Erste Ausprägung hat das Vorsorgeprinzip nach überwiegender Auffassung im Atomrecht von 1959 erhalten, wo es angesichts der neuen Rolle des Staates als Förderer einer Großtechnologie erstmals über die klassische Gefahrenabwehr hinauswies.141 Es findet sich heute u.a. im Bundesimmissionsschutzgesetzt wieder, wo es Risiken unterhalb der Gefahrenschwelle erfassen soll, d. h. sich allein auf eine 'Risikobesorgnis' gegenüber bisher noch unbekannten schädlichen Wirkungen bekannter Stoffe. Eingang hat das Vorsorgeprinzip ferner in das Wasserhaushaltsgesetz und das Abfallrecht sowie in das Kreislaufwirtschaftsgesetz (WHG §§ 1a Abs. 1, 6 u. 7a; KrW-/AbfG §§ 4 Abs. 1 u. 22 ff) gefunden, ohne dort allerdings explizit Erwähnung zu finden.

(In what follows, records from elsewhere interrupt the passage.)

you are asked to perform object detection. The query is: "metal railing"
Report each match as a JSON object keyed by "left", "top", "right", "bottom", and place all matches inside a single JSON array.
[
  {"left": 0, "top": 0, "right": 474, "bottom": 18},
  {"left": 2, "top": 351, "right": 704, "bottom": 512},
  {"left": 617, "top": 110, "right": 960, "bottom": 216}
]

Das Vorsorgeprinzip wird auch im Sinne einer Ressourcenvorsorge ausgelegt. Nach Kloepfer wird mit dem Vorsorgeprinzip in struktureller Hinsicht der Gedanke ausgesprochen, durch die Vermeidung von Umweltbelastungen an der Outputseite des Produktionsprozesses schrittweise die Umweltrisiken durch Stoffeinträge zu minimieren (Kloepfer, 1998, 168). Es wird nicht mehr normativ zwischen Struktur- und Niveausteuerung der Wirtschaft unterschieden, sondern kognitiv auf die Gewißheit einer konstanten Materialbilanz bezug genommen. Diese Outputorientierung ist als 'ökologisches Generationenverhältnis' zu interpretieren. Für ein solches strukturelles Verständnis des Vorsorgeprinzips finden sich aber bisher nur Ansätze im BImSchG, im WRMG und AbfG und noch bescheidener im ChemG.142 Aber erst in dieser zusammenhängenden Auslegung des Vorsorgeprinzips verweist Vorsorge angemessen auf die Zeitlichkeit und die notwendige Steuerungstiefe von Nachhaltigkeit. Anzumerken ist, daß auch in dieser extensiven Auslegung des Vorsorgeprinzips normative und kognitive Grenzen für den Präventionsstaat bestehen (Wolf, 1996, 71).

140 Vgl. dazu auch: Winter, 1992, 1994.

141 Dagegen hat M. Kloepfer eingewandt, das sich "Vorsorge gegen Schäden", so der Wortlauf von § 7 Abs. 2 Nr. 3 AtomG, ohne weiteres als "Gefahrenabwehr" verstehen lasse; vgl. Kloepfer, 1998, 169.

142 Lediglich als dogmatisches Problem erscheint mit der Freiraum-These des BImSchG die Kollision zwischen Vorsorge und grundrechtlich verbürgtem Eigentumsschutz.